S.F. No. 5880.
December 3, 1912.
APPEAL from an order of the Superior Court of the City and County of San Francisco refusing to vacate a judgment of dismissal entered upon the default of the plaintiff in failing to file an amended complaint. J.M. Seawell, Judge.
The facts are stated in the opinion of the court.
Costello Costello, and A.W. Brouillet, for Appellant.
Linforth Herrington, and C.H. Wilson, for Respondents.
This is an appeal by the plaintiff from an order refusing to vacate a judgment entered in favor of the defendants Mahony Brothers. The following are the facts: Plaintiff had filed three complaints, to all of which demurrers had been sustained. To his last complaint, the second amended complaint, plaintiff confessed demurrer and asked and obtained ten days' time within which to file a third amended complaint. By stipulation between the attorneys this time was extended ten days. When the time thus extended by stipulation was about to expire on August 31, 1910, plaintiff's attorney telephoned the attorney for Mahony Brothers, respondents herein, asking a further extension of time. The affidavit of plaintiff's attorney upon this matter is "that he communicated with C.H. Wilson, Esq., attorney for the defendants, Mahony Brothers, asking him if the time for filing the third amended complaint would be extended by him. Said C.H. Wilson replied, saying that he would not take a default against plaintiff." The affidavit of Mr. Wilson declares an absolute want of recollection of this incident and conversation, asserts affiant's belief that the conversation did not take place, and insists that if it did take place the import of the declaration was, and was only, that respondents' attorney would not take an immediate default against plaintiff, but would allow him a reasonable time in which to secure an order or a stipulation extending his time to plead. It should be added that the action was brought against several parties for their negligent conduct resulting in the death of plaintiff's intestate; that by his demurrers Mr. Wilson was successfully pressing his contention that there was an improper joinder of causes of action and of parties defendant in plaintiff's complaints, and that plaintiff's complaints did not show any liability upon the part of Mahony Brothers. The asserted conversation relative to the granting of further time occurred on August 31, 1910. Counsel for defendants Mahony Brothers did not take judgment of dismissal for default until October 19, 1910. During the interval of forty-eight days counsel for plaintiff neither obtained nor sought any extension of time.

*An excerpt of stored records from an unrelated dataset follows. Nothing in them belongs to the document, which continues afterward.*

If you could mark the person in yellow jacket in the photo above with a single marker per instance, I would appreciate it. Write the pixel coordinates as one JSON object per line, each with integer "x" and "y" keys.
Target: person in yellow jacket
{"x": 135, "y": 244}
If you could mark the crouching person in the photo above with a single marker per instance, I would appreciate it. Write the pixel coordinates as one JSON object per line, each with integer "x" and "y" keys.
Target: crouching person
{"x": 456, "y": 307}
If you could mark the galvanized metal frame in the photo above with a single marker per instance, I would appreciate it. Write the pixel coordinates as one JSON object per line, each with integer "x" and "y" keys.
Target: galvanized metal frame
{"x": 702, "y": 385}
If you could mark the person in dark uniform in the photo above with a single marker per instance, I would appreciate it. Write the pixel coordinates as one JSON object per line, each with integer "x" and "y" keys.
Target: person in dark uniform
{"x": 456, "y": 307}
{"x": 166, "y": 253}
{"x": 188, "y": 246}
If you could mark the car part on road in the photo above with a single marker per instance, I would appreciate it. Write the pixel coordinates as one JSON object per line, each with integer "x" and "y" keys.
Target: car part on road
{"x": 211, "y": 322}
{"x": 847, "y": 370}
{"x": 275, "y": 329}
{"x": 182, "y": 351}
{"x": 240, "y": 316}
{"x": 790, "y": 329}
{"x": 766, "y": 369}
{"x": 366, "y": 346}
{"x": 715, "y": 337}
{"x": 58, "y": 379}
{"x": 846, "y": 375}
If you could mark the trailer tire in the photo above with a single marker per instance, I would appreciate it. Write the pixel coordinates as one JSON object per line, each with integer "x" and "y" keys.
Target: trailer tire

This application for relief is based on section 473 of the Code of Civil Procedure, and from the foregoing statement of facts it is manifest that the sole question is whether or not the court abused its discretion in denying the application for relief. The rule of decision and the course of conduct of this court in dealing with such appeals has been well expressed in Ingrim v. Epperson, 137 Cal. 370, [ 70 P. 165], where it is said: "While it has been said in some cases that this discretion is better exercised when it tends to bring about a decision of the cause upon its merits, the rule itself (not to disturb an order setting aside, or refusing to set aside, a default except in clear cases of an abuse of discretion by the lower court) has never been relaxed. This observation has been in the nature of advice to the superior court, and not for the purpose of compelling it to decide in that mode. Unless the record clearly shows that the court has abused its discretion, its order, whether it be to grant or deny the application, will be affirmed." It is, of course, the province of the trial court to determine the truth when it is put in doubt by conflicting statements in the affidavits. In view of the fact that the trial court believed the defects in the complaint so far as the Mahony Brothers were concerned were incurable and was on the point of sustaining the last demurrer without leave to amend; in view further of the opposing statements of fact in the affidavits, and, finally, of the unquestioned fact that the attorney for plaintiff neglected for forty-eight days to secure any stipulation of extension of time, it cannot be said that the statement attributed to Mr. Wilson that he would not take default against plaintiff meant that plaintiff might go on indefinitely or forever without pleading. The delay of forty-eight days was unexplained and unexcused. In view of all these facts and circumstances it cannot be said that there was any abuse of discretion in the order appealed from.
It is, therefore, affirmed.
Lorigan, J., and Melvin, J., concurred.